Recently, and in numerous occasions, the Parliamentary Assembly of the Council of Europe has firmly reminded States of their obligation to respect freedom of conscience in the professional sphere, particularly regarding abortion (see resolutions 1763 of 7 October 2010 on “Right to conscientious objection in the context of legal medical care”, No. 1928 of 24 April 2013, §9.10: No. 2036 of 29 January 2015, §6.2.2).
However, in the present case, even though the respect and conciliation of the rights and interests of Mr Pichon and the client would have caused no difficulty, the authorities failed to comply with the positive duty of conciliation and preferred to punish Mr Pichon.
Indeed, the exercise by Mr Pichon of his freedom of conscience did not bring real harm to others: the prescription of the client, made in the big city of Bordeaux and dating back more than 5 months, had nothing urgent. The “monopoly” of pharmacies is only legal and non-factual, as there are about 100 of them within 10 km of Mr Pichon’s pharmacy. This ‘monopoly’ cannot therefore be invoked to justify an infringement on pharmacists' freedom of conscience.
The absence of any prejudice is all the more evident as the client did not join the complaint of the President of the College of Pharmacists. It therefore appears very clearly that Mr Pichon was not prosecuted because of a hypothetical damage caused to others, but only because of his own convictions. On the other hand, his personal prejudice is very heavy: he has been condemned, publicly exposed in the national press, had his reputation tarnished, has been harassed to the point of filing a complaint. Moreover, the practice of his profession has become impossible for him: Mr Pichon was confronted with a “serious and insurmountable conflict” of conscience (Bayatyan v Armenia, GC, § 110) to the point of being forced to leave his profession (Doc. No. 19), even though this Court has held that the faculty of changing jobs is not a sufficient guarantee of freedom of conscience and religion (Eweida and others v United Kingdom, § 83).
Moreover, Mr Pichon was discriminated against by other health professionals in that French law guarantees them freedom of conscience, to the exclusion of pharmacists. In fact, doctors, midwives and nurses have the right to refuse their care for professional or personal reasons (articles R4127-47, R4127-328 and R 4312-12 CSP). This right is expressly recalled regarding abortion and extended to all medical auxiliaries (Article L.2212-8 CSP), but does not benefit pharmacists who are as committed morally as the prescribing physicians. This difference in treatment is devoid of any legitimate motive, even though it causes a serious interference in the enjoyment of the applicant's freedom of conscience. It constitutes a clear violation of the Convention.

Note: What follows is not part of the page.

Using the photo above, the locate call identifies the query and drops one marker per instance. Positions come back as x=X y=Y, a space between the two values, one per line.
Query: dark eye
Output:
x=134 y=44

Although it is mainly described as a contraceptive, the IUD is also likely to act after the conception, and thus to interrupt a human life, by preventing the implantation of the fertilized egg by provoking an inflammation of the endometria of the mother (French National College of Gynecologists and Obstetricians 2006, doc 22, HAS synthesis of contraceptive methods, March 2013, p.27, doc 23, list of IUD studies, doc 24). However, “every human ovum must, from the stage of its fertilization, be considered as a “human embryo” (...), since this fertilization is likely to trigger the process of development of a human being” (CJUE, Oliver Brüstle v. Greenpeace eV, C-34/10, 18 October 2011, §35). In addition, “embryos cannot be reduced to “goods” (Parillo v. Italy, GC, No. 46470/11, 27 August 2015, §215), they deserve respect. PACE has defended the “rights of every child to life from the moment of his conception” (Rec 874 (1979) and stressed later that “as soon as the ovum is fertilized, human life develops continue” (PACE, ECR 1046/1986).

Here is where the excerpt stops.